Things I wish the Filipino Community Would Understand When They Body-Shame Me

Things I wish the Filipino Community Would Understand When They Body-Shame Me

Nakaka-relate ka ba? That feeling when someone throws a familiar Filipino phrase your way, one that you know all too well, one that stings a little deeper than intended. Whether it be from your Filipino parents or relatives who make little comments about your body that sometimes aren’t intended to make you feel hurt, they still do anyway. Or it's from your friends making jokes that low-key hurt, but you don’t want to ruin the mood by telling them that it did.  We’ve all been there. These sayings are potentially harmful because they perpetuate unrealistic beauty standards and lower our self-esteem.

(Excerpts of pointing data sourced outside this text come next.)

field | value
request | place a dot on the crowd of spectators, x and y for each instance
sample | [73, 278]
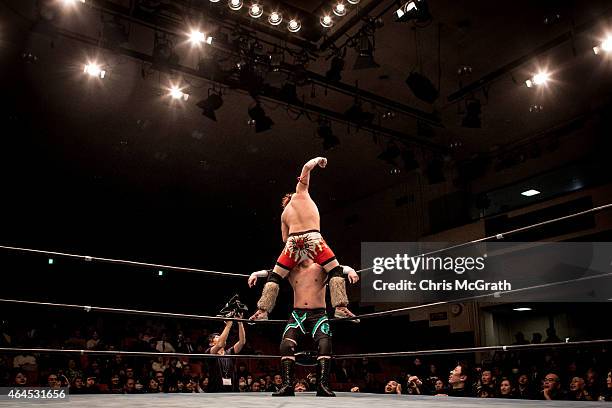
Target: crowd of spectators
[530, 374]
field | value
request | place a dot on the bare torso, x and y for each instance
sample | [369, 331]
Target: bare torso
[301, 214]
[308, 281]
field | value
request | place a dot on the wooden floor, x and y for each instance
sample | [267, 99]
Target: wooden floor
[265, 400]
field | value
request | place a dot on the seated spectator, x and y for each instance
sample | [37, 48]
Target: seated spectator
[115, 386]
[256, 387]
[505, 389]
[301, 386]
[93, 342]
[153, 386]
[130, 386]
[77, 387]
[457, 381]
[524, 389]
[552, 388]
[393, 387]
[20, 379]
[439, 387]
[485, 388]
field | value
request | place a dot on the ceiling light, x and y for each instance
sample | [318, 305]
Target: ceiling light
[275, 18]
[541, 78]
[94, 70]
[294, 25]
[327, 21]
[235, 4]
[340, 9]
[530, 193]
[178, 94]
[256, 10]
[210, 105]
[604, 47]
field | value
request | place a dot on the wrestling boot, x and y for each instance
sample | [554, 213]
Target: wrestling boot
[323, 374]
[286, 389]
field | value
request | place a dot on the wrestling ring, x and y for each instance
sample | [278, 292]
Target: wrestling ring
[306, 399]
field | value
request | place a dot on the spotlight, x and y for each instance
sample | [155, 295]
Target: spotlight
[472, 116]
[235, 4]
[94, 70]
[325, 132]
[604, 47]
[256, 10]
[327, 21]
[390, 154]
[275, 18]
[259, 119]
[356, 114]
[197, 37]
[422, 87]
[177, 94]
[365, 49]
[541, 78]
[210, 105]
[335, 69]
[294, 25]
[340, 9]
[413, 10]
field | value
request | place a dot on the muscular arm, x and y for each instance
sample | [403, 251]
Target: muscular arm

We’ve all heard it: “Uy, Tumaba ka” (Hey, you got bigger), “Para kang ting-ting” (You’re like a stick!), “Maganda ka sana kaso mataba ka” (You’re pretty but you’re fat) , or “Sino magkakagusto sayo?” (Who will like you?) While these remarks might seem like harmless teasing, or kamustahan from other Filipinos, they can have a lasting impact on our self-esteem and body image. 

As a Filipina young adult struggling with body image, I have always dreaded going to family events, especially when there’s food involved. One way or another, a family member would chide my body when I was innocently eating, and that would change my mood for the rest of the day. I hated talking about my body as it has always made me feel insecure to the point that I would refuse to go out with my friends for fear of being looked at or judged. While I know that sometimes our Filipino families don’t mean it in a condescending way when they comment on our body as they “only want what’s good for us”, it’s still unsolicited because hearing those words throughout my life can be tiring. And believe me, it’s not like I haven’t tried changing my body. But due to circumstances like disordered eating, depression and other illnesses, it is hard to change that. 

My “Unsolicited” Advice to Body-Shaming Family Members

I’d like to think that we can rewrite this narrative and create a more body-positive environment in our Filipino households. It may not be easy, but it is a process. It is important to exercise open and healthy communication with our family members. Have a conversation with them about how we feel about their comments. Gently explain the impact it has on our self-esteem and how we struggle with it. However, if they aren’t ready for that conversation, it is important to set boundaries. It is also alright if we aren’t ready to talk about it, as it is our body. Politely but firmly express that we won’t tolerate any harmful comments about our bodies. 

As a community, it is also important to always be careful about what we say about a person, especially when it’s about their bodies. We don’t know what they might be going through physically or mentally; a comment might remind them of an illness or issue they are struggling with. 

Instead of commenting about our bodies, compliment us about our interests, values, or hobbies. Let us push ourselves to unpack what we admire about each other. Let us know that you see our beauty beyond our physical appearance. Especially where in Filipino society, the beauty standards are largely influenced by Western media that isn’t reflective of what Filipinos naturally look like. We are constantly bombarded with advertisements and media about whitening our beautiful tan skin and pursuing “ideal” body types. It's deeply embedded in our culture that having Filipino features isn’t considered attractive. But the truth is, we have our unique ways that make us beautiful beyond colonial expectations and it should never be restricted to our physical appearance. 

Our self-worth is not defined by how our bodies look. Our bodies are incredible, and it allows us to move, experience the world, and connect with others. But they are just one aspect of what we are. It doesn’t define our value as human beings. When someone criticizes our appearance and body shames us, they’re attacking an aspect of ourselves that has little bearing on our true value. It’s like judging a book by its cover – shallow. Embracing the idea that our worth goes beyond appearance empowers us to reject such comparisons and comments, encouraging us to have a positive self-image and helping us love ourselves toward healing. I can only wish that we embrace the beauty of being our true Pinay selves and create a more positive and empowering environment for ourselves and future generations.